J'éternue à nouveau, ma main écrasant mes lèvres pour camoufler mes microbes, une écharpe enroulée autour du cou.

-Tu n'as pas encore rendu ta copie, je dis à Morgann qui tape sur son smartphone à toute vitesse.

-On va les rendre aujourd'hui, on a TD ce matin.

Je farfouille les recoins de mon canapé pour y sauver mon téléphone perdue entre les coussins, puis recule et percute son épaule, perdue dans mes pensées vivotantes.

-Que se passe-t-il ?

Je me tourne vers lui, la bouche entrouverte, les yeux agrippant son torse pour ne pas lui exposer mon désarroi.
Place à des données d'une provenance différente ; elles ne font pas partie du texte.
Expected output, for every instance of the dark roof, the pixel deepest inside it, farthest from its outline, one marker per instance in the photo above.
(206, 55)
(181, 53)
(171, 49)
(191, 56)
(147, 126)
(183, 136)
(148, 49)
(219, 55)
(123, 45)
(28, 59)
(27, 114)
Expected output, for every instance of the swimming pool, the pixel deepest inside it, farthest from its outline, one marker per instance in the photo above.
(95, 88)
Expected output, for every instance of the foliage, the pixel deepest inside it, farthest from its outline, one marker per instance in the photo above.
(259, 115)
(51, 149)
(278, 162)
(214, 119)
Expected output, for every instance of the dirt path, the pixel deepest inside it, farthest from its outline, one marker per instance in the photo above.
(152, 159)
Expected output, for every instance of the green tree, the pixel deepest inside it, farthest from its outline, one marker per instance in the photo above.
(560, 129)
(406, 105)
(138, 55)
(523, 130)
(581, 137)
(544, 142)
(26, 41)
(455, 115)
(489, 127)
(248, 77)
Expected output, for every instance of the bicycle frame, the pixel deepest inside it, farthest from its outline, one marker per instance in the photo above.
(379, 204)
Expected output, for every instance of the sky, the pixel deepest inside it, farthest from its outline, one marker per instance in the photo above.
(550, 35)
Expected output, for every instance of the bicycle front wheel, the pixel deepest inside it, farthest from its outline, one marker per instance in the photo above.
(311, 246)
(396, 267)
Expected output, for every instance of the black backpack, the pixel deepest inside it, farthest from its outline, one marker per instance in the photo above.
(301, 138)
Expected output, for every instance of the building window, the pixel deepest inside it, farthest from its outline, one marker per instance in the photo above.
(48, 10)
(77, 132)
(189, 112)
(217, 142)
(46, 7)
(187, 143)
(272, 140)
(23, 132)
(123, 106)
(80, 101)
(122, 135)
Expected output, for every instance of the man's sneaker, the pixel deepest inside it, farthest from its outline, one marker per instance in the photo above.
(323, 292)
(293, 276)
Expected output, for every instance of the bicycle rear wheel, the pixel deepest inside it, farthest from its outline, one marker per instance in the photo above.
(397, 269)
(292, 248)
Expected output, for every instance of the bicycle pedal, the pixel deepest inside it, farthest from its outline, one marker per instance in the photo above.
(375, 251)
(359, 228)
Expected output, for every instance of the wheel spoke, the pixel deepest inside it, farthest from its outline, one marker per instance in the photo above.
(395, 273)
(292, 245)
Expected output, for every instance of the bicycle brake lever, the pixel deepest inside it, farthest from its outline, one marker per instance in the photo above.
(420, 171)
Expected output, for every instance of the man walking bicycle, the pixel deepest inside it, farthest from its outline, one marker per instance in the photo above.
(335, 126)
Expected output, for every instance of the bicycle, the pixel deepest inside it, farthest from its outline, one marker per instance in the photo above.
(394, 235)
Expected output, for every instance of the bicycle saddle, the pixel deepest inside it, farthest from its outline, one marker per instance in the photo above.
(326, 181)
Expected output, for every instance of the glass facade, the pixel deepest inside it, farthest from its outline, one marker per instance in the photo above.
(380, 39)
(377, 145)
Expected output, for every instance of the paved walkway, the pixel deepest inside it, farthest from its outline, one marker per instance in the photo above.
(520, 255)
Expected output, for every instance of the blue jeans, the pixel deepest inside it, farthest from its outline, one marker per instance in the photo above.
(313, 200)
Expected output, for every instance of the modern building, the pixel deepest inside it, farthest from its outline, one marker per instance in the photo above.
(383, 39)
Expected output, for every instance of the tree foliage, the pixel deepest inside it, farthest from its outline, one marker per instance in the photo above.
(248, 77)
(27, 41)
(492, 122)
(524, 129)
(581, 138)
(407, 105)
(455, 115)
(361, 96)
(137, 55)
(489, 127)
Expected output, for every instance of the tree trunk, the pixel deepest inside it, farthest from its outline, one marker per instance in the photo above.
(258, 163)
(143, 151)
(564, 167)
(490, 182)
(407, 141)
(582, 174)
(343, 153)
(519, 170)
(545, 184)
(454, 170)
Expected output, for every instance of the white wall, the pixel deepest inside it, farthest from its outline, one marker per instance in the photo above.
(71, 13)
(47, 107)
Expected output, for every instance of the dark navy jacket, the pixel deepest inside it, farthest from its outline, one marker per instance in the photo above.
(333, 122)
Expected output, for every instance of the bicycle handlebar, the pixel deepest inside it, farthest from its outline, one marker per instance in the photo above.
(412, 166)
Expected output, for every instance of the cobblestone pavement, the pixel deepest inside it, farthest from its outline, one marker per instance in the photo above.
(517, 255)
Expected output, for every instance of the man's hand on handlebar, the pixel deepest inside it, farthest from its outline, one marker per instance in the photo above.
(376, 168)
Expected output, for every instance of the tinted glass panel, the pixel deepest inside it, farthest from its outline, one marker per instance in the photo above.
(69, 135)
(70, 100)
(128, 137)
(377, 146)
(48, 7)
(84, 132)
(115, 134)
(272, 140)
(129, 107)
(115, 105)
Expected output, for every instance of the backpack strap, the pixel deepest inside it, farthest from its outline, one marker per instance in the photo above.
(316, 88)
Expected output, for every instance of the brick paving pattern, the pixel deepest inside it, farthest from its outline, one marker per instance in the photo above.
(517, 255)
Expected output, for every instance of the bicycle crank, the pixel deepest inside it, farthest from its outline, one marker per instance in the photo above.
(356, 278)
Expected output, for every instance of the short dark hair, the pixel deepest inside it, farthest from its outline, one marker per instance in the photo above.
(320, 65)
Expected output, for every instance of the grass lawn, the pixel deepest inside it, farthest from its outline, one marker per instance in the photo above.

-Je ne sais pas lequel est le plus à redouter, le professeur qui ne sera pas content qu'une fois de plus, je ne lui rende pas le devoir... ou Nils.

Et je me force à sourire en sortant le thermos que ma mère m'a glissé dans la main, attribuant le second à Morgann qui le toise avec une sorte de manque de reconnaissance, d'ignorance, même, de ce dont il peut bien s'agir. Comme si je lui tendais un objet venu tout droit de la planète Mars.

-Tu sais bien que je ne les bois jamais.

-Je sais, elle le sait aussi, mais elle le fait pour te montrer qu'elle ne t'oublie pas.

Il se saisit du thermos sans ajouter quoique ce soit et le fourre dans son sac. On rejoint rapidement la voiture après que ma mère m'ait embrassé sur le front, et on repart en direction de l'Université, alors que je reste confinée dans cet état d'anxiété, la boule au ventre, pleine d'appréhension.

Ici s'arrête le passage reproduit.